De ahí que más que cavilarla o estar al tanto de lo que allí sucede por las noticias –las ciertas y las inventadas, que nunca faltan– o por los testimonios de algunos amigos, esos que a veces se atreven a contarla y a confesar sus quebrantos, La Habana llega más a mí por sus libros, que tal vez sean pocos, pero sus espíritus nunca me abandonan. Libros que cuentan las historias de la ciudad y libros que, además, como un plus decisivo, han podido atrapar los sentimientos de su gente que siempre será mucho más difícil y también más raro. Esa especie de pericia que pertenece más al oficio de escritor que al de periodista, historiador o un perturbado recolector de hechos.
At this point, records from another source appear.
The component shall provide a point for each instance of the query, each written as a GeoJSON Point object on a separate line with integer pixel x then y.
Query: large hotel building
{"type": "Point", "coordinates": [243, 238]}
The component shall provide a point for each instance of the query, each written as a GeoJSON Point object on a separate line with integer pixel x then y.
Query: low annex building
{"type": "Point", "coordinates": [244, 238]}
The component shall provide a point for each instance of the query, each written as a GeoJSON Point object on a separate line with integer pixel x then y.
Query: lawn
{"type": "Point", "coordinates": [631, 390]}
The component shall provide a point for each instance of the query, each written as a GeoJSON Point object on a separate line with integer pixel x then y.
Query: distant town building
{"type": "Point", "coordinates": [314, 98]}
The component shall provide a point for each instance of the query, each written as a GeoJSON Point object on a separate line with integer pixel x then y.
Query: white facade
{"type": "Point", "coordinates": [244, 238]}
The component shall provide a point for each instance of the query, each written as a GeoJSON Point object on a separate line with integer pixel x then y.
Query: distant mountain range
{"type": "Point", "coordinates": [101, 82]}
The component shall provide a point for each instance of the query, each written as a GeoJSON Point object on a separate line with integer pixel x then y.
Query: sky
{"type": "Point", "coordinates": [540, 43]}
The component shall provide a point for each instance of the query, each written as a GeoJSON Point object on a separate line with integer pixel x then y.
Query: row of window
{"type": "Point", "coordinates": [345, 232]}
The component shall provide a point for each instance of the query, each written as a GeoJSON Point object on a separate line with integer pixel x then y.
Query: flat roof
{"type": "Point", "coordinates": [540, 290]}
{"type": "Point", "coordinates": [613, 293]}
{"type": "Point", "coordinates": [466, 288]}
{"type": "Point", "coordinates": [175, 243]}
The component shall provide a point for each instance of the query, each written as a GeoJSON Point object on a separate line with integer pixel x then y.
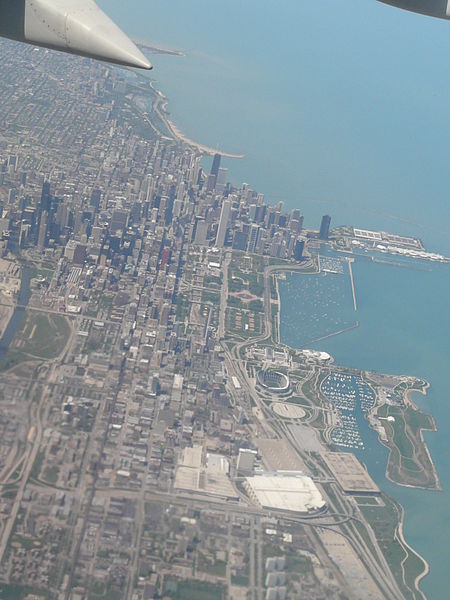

La Habana está hecha talco, suele decirse, pero también está hecha libros.

Hay libros y autores habaneros a los que siempre, al menos desde los años noventa, no he podido dejar de regresar. El caso más fervoroso es un habanero que no nació en La Habana, Guillermo Cabrera Infante (Gibara, 1929-Londres, 2005) y dos clásicos: Tres tristes tigres, escrita hace más de 50 años, y La Habana para un infante difunto, que cumplirá 40 años. El autor y las novelas que más cerca tengo, que más cerca viven entre La Habana y yo. Y tal vez a los que más he recurrido con un placer infinito. Ni Salinger, ni Kundera, ni Eco, ni Borges, a los que he vuelto una y otra vez, sin proponérmelo, sin proponérselo, me han regalado tantos placeres literarios como estas invenciones de Caín, el autor más cubano, más habanero que conozco. 

No es gratuito que cada vez que alguien, cubano o no, me pregunta qué es La Habana, por muchos tópicos que pueda abordar, siempre termino diciendo que La Habana son las novelas de Cabrera Infante, ganador del premio Cervantes 1997. Al menos esa es La Habana que yo siento. La que me interesa. La que quiero. Aunque ya no sea un infante. Aunque los tigres se hayan vuelto animales intangibles, borrosos, famélicos como palabras sin aliento. Como una ciudad sin mitos, sin pasiones, sin elogios, sin sueños como estos. Y aunque en algunas cosas, inevitablemente, no sea más que su habitual difunto.

La Habana está ahí, en esas páginas que pueden tocarse como un arpa de piedra. Lo que ahora ves sobre sus calles, allá en la isla, es solo el espejismo de un viejo funeral que aún no termina. Que no te engañen.